The vast majority of excitatory synaptic inputs to neocortical pyramidal cells terminate on dendritic spines, which can thus serve as markers, visible by light microscopy, for the locations of these synapses. The aim of this study was to provide estimates of the total numbers and distributions of spines on the dendrites of individual pyramidal neurones from layers 2/3 and 5 of the visual cortex of the rat. High magnification camera lucida drawings were made of dendritic segments lying close to the plane of section and the number of spines per unit length of dendrite calculated for each. These spine densities were used to estimate the numbers of spines on the other dendritic segments and the results were entered to a computer program that calculated various statistics.
Mean total numbers of spines per cell were 7,965 ± 2,723 (S.D.) for layer 2/3 cells, 8,647 ± 3,097 for slender layer 5 cells, and 14,932 ± 3,371 for thick layer 5 cells; these figures are in good agreement with previous stereological estimates.

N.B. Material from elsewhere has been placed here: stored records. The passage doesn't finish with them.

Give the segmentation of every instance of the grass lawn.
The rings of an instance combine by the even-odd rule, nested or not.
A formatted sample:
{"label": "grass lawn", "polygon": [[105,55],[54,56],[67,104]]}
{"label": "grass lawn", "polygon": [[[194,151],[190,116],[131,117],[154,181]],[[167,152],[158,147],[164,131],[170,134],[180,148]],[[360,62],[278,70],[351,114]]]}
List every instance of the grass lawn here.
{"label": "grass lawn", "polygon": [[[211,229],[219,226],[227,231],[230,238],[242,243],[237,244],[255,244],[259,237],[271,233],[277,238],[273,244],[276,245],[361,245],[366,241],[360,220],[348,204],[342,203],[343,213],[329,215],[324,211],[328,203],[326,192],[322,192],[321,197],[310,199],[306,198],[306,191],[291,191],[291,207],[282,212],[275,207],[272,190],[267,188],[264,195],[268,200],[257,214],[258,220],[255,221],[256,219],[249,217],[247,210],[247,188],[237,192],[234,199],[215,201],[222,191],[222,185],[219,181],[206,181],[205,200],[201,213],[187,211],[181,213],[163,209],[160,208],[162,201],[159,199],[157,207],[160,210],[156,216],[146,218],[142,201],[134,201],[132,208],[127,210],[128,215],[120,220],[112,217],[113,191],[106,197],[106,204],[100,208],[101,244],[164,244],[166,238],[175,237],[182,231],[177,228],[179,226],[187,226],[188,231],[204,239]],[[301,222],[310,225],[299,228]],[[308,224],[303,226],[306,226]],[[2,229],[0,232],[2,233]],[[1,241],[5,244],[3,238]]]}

For all cell classes, 70% or more of spines were located on the basal and apical oblique dendrites. The distribution of spines with respect to cortical layers was also explored. Most cells had most of their spines in the layer containing the soma, but there were differences within and between cell classes. Layer 2/3 cells showed a progressive reduction in the proportion of their spines in layers 1 and 2 with increasing depth of their soma in the cortex. Thick layer 5 cells had substantial contributions from layers 4, 3, 2, and especially layer 1. Slender layer 5 cells had small contributions from layers 6 and 4, but relatively few spines in layers 3 and 2.
The distribution of spines with path distance from the soma was explored by estimating the numbers of spines contained within a series of concentric shells centred on the soma. All cells showed a rapid increase in the number of spines per shell for the proximal 100 μm or so, followed by a sharp decline to approximately 250 μm, beyond which the number remained relatively constant until the end of the terminal arbor. In each case, the majority of spines were located within a path length of 150 μm from the soma.